Eine Partnerschaft bedeutet vor allem die Bereitschaft auf Herausforderung. Eine gemeinsame Kommunikation kann man finden, mit Feingefühl und Akzeptanz. Den anderen verstehen wollen, eben auch mal den "bösartigen" Witz ertragen lernen. Schadet nicht.
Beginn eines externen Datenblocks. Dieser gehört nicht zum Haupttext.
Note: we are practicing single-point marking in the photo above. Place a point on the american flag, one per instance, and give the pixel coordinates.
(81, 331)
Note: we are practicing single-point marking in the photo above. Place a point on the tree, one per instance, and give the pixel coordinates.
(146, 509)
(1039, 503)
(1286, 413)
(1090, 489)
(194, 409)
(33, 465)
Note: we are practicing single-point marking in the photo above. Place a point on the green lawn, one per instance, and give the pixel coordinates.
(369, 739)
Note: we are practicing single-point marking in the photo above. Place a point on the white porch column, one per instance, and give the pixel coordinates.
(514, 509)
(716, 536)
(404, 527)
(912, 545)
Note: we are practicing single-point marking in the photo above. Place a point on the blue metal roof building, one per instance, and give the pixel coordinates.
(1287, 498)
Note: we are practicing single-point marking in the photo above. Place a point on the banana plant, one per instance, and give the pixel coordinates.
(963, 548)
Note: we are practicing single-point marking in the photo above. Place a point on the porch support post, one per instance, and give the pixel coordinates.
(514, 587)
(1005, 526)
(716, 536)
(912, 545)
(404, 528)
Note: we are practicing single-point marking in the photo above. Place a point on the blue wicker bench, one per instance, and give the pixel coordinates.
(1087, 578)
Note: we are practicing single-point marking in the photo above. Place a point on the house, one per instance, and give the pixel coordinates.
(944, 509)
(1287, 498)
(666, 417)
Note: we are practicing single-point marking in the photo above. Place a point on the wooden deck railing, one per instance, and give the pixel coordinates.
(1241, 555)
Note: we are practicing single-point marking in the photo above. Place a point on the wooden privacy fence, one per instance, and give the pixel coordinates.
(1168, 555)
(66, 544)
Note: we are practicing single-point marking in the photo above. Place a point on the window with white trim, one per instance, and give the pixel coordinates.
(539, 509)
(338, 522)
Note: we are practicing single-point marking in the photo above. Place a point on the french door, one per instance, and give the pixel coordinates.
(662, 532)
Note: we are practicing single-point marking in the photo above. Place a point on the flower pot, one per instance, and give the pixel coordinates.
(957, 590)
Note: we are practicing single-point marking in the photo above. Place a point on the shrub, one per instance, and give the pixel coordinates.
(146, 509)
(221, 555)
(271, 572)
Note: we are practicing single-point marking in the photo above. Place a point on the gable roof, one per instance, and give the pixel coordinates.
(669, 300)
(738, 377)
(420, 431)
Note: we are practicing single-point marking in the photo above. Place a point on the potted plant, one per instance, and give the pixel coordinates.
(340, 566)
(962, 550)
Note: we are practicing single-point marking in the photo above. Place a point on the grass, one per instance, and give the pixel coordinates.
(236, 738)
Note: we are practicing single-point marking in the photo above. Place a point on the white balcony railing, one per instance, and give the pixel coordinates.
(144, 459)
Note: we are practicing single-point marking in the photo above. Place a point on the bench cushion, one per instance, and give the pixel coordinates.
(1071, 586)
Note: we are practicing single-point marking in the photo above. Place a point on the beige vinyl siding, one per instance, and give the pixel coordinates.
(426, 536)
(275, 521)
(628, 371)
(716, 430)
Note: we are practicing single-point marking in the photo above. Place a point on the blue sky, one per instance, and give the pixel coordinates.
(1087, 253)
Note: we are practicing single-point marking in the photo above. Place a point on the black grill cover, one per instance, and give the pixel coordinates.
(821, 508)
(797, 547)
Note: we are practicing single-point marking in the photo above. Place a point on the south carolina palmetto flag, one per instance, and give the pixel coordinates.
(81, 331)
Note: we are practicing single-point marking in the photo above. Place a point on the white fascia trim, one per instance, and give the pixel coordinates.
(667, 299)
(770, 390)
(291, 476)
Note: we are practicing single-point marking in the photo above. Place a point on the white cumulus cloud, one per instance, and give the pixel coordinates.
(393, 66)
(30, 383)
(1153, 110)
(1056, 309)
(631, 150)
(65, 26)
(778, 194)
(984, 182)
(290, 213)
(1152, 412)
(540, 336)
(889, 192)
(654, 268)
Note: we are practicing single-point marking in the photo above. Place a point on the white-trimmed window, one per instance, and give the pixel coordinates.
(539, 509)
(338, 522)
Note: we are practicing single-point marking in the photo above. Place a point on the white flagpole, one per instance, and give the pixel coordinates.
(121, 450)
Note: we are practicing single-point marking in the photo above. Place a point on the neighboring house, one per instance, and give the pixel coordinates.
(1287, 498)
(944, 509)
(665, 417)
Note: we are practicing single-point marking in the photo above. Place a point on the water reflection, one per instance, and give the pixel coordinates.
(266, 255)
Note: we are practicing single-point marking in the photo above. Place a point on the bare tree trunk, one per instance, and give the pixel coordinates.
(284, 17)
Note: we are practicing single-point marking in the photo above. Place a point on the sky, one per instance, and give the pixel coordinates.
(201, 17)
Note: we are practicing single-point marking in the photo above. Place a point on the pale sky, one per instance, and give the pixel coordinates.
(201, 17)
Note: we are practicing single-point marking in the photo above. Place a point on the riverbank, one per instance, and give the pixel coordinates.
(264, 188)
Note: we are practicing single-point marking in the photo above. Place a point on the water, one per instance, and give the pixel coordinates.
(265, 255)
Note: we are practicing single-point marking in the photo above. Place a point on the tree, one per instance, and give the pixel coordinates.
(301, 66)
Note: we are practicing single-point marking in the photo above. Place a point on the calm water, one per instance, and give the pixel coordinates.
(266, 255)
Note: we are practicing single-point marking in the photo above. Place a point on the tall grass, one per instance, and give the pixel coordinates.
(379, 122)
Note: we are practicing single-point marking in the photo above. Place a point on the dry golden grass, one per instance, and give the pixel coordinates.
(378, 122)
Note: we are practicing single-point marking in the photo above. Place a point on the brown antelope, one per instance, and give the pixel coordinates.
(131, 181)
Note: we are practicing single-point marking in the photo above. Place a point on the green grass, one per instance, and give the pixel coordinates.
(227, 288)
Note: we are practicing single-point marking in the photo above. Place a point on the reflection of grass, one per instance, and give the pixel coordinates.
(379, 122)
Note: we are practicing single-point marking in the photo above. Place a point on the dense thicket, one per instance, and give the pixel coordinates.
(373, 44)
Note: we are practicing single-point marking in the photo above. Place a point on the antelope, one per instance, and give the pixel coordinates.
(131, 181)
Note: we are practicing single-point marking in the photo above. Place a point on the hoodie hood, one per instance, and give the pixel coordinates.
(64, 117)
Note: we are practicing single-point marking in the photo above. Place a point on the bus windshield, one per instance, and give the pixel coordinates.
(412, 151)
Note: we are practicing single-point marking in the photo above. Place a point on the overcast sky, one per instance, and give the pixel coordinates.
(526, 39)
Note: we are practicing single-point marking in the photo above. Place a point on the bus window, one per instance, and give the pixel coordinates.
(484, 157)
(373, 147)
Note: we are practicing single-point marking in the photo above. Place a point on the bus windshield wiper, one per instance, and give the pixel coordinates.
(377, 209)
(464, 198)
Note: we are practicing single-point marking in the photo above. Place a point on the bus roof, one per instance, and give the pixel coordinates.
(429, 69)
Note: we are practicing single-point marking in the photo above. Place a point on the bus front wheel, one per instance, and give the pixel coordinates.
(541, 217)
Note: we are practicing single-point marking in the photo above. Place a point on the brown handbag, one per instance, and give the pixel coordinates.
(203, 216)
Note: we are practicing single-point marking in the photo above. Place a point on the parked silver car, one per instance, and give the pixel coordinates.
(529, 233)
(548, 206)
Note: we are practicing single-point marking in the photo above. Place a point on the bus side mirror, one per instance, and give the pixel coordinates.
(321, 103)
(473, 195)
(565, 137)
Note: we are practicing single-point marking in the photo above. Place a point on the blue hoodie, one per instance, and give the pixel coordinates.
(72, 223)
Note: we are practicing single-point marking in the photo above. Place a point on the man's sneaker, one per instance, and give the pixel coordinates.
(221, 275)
Nein, ein Neuanfang ist schwach! Es strahlt Bequemlichkeit aus.
 
  • #29
...ich finde deine Gedankengänge ziemlich befremdlich und an deine Liebe zu deiner Frau, vermag ich nicht zu glauben.
Du hast dich offensichtlich sehr schnell darum bemüht, eine neue Frau kennenzulernen und nichts Besseres gefunden und versuchst nun wieder einen Neuanfang zu starten.
 
P

Papillon

Gast
  • #30
Und vor allen Dingen stelle ich auch fest, dass mir unterm Strich die Art der Gespräche, wie ich sie mit meiner Frau grundsätzlich geführt habe, mit keinem anderen Menschen im Freundeskreis möglich ist.
Das braucht einfach Zeit! Man muss sich richtig kennenlernen, lernen wie der andere denkt und Vertrauen aufbauen. Das ist nicht Schlag auf Schlag so.
Mit deiner Frau war es auch nicht so in der ersten Minute so, ihr habt euch erstmal in den Gesprächen kennengelernt.
Ich persönlich finde, deine Gedanken kreisen zu sehr in der Vergangenheit, ziehen viel zu viel Vergleiche, als dass ein Neuanfang mit einer neuen und anderen Frau möglich wäre. Du selber hoffst auf einem Neuanfang mit dem Alten (siehe dein zweiter Post). Genau das steht Dir im Weg. Solange du an deiner Frau mental klebst, brauchst du dich nicht mit anderen Frauen treffen. Du würdest Ihnen gar keine faire Chancce lassen. Das Einzigste was Dir helfen könnte, mal einen richtigen Cut zu wagen.